People in the UK conduct their registrations for life events in their local register offices. The General Register Office is where the copies of registered births, deaths, marriages and civil partnerships in UK are held centrally. It has administrative centers in Scotland, Northern Ireland, England and Wales that branch out in different locations in the country. It is important that registrations be done in the local office of the area where the birth, marriage, or death took place. If you are unable to go to the appropriate district office where the event occurred, you may try any of the district offices in the area and all details shall be duly transferred to the original council office. Registrations can be done in person or by appointment.
To register a birth, you must go to your nearest local register office not more than 42 days of the baby's birth (not more than 21 days in Scotland). All transactions will be held in private. It is crucial that you are clear and precise when stating information as these may be difficult to change in the future. You may have to undergo a series of legal procedures that will cost you time and money if errors were to ensue.
The child must ideally be registered by the parents. If they are married, it can be done by either one of them as long as necessary information about the other can be supplied by completing a statutory declaration form. Otherwise, a re-registration shall be needed in the future containing the particulars of the other parent.

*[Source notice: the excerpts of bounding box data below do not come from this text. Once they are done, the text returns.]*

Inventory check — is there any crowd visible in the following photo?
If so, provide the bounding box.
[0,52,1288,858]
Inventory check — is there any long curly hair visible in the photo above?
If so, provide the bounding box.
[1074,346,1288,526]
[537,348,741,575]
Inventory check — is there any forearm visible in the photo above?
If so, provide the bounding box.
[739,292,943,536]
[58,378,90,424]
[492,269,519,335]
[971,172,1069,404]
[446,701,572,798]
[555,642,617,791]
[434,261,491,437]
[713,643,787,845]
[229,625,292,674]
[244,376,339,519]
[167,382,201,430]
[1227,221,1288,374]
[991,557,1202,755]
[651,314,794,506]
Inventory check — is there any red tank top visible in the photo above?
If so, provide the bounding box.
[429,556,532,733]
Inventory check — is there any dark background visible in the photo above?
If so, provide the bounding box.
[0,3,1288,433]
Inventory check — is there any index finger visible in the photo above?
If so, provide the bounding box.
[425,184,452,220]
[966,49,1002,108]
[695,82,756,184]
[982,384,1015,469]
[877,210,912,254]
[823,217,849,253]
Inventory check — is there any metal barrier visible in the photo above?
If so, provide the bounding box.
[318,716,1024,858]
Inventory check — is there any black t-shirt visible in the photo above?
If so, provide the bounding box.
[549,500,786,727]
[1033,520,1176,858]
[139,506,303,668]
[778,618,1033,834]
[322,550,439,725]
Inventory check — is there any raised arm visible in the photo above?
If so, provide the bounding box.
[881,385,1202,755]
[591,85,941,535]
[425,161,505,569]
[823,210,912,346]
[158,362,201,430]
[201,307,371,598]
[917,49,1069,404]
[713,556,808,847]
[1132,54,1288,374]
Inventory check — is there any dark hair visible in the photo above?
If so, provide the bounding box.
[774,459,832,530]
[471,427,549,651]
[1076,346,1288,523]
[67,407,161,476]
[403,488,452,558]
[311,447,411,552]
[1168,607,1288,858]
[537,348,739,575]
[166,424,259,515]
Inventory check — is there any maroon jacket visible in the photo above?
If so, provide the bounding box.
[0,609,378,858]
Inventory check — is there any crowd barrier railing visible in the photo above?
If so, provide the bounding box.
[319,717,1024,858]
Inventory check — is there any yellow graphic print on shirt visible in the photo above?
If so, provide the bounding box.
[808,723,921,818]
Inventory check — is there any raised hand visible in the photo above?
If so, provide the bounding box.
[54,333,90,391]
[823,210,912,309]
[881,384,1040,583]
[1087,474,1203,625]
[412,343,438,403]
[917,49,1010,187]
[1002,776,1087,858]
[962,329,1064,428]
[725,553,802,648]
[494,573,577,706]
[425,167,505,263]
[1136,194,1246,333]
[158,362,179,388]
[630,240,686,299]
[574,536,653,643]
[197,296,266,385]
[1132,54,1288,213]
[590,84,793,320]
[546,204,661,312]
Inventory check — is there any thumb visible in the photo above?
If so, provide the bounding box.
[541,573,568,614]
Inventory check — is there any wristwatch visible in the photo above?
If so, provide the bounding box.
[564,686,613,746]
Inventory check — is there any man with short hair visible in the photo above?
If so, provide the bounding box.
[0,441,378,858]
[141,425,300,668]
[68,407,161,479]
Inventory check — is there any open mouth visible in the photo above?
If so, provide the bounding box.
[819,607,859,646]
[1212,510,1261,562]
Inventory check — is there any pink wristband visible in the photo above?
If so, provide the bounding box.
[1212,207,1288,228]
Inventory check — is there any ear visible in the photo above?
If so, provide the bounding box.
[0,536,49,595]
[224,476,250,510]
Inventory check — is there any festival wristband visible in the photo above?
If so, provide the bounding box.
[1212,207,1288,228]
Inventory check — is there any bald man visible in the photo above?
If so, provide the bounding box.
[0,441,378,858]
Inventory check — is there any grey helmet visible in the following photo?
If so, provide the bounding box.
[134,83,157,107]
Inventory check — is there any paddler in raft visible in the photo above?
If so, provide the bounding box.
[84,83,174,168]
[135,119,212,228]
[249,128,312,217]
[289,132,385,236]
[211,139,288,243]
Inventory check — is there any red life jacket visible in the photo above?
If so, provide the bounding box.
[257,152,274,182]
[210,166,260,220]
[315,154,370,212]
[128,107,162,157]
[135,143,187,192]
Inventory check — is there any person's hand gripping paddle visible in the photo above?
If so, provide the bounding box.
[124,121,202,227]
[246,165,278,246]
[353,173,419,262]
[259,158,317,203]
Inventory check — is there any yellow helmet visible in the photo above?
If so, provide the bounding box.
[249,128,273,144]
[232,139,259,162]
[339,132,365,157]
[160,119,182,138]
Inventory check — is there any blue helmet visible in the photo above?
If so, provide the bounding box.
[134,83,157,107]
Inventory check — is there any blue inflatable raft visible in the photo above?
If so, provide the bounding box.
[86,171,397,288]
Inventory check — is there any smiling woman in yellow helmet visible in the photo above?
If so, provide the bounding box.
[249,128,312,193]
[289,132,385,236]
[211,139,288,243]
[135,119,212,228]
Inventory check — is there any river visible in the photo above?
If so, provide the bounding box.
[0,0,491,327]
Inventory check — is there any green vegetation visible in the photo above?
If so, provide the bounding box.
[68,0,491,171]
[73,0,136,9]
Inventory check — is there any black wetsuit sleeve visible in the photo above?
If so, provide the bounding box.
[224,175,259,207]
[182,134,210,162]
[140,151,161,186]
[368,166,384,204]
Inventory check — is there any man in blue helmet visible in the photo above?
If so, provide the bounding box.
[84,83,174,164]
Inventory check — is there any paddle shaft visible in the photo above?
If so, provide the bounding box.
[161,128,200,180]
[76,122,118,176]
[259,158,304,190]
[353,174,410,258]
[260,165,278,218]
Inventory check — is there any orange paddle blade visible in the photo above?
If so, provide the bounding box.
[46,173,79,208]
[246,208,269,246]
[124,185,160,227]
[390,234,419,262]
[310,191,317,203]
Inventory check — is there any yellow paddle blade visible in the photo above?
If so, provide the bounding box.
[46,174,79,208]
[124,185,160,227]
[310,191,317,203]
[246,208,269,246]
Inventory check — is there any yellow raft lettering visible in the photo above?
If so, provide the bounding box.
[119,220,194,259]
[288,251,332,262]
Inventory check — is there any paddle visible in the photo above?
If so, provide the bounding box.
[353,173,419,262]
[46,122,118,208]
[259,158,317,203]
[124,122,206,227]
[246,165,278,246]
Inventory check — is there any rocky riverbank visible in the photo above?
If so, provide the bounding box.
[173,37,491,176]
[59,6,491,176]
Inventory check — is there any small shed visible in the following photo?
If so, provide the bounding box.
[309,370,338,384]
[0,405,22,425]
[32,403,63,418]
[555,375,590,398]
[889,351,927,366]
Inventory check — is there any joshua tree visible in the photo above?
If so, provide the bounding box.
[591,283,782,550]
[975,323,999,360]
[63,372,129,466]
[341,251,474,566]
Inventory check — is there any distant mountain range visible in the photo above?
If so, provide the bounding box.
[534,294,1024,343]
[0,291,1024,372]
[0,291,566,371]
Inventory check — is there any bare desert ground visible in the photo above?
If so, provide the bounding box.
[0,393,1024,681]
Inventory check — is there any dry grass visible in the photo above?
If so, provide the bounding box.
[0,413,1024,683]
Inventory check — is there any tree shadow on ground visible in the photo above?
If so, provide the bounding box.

If they are unmarried when the child was born, a prescribed legal document that has been signed by the other parent should be presented.
If the parents are not present, the following people can assume the responsibility: a relative from either side of the parents' kin who has knowledge of the birth; owner of the house where the child was born; someone who was in attendance during the delivery; or someone owning guardianship of the child.
Here are the information needed in registering a birth:
- The place and date of the baby's birth
- Baby's name and surname
- Baby's parents' full name, surname, birthplace, and occupation when the baby was born
- Baby's mother's address
- Baby's mother's maiden name
- The date of the baby's parents' marriage and the number of children they currently have.
- If the mother had been married earlier, the number of children she has with the first and consecutive husbands should also be mentioned.
The birth certificate will be issued immediately after the registration process unless you are not in the designated district office, in which case you may have to wait for a few days. The office will only issue a short birth certificate containing the baby's name, surname, sex, birth date and the district of registration free of charge; the complete extract for a fee. You may obtain a certified copy of documents for £3.50 at the registration time or pay the standard fee £7.00 for the full birth certificate and £5.50 for the short birth certificate if you decide to get it at a later time.
In the case of babies born in a foreign country, it is a requisite that registrations be filed in the British High Commission in that country. All records shall be held in the GRO within 12 months of processing and all additional copies can be ordered from the Foreign and Commonwealth Office. You cannot, however, register births that occurred in the following countries: Australia, Canada, New Zealand, Republic of Ireland, South Africa and British Overseas Territories.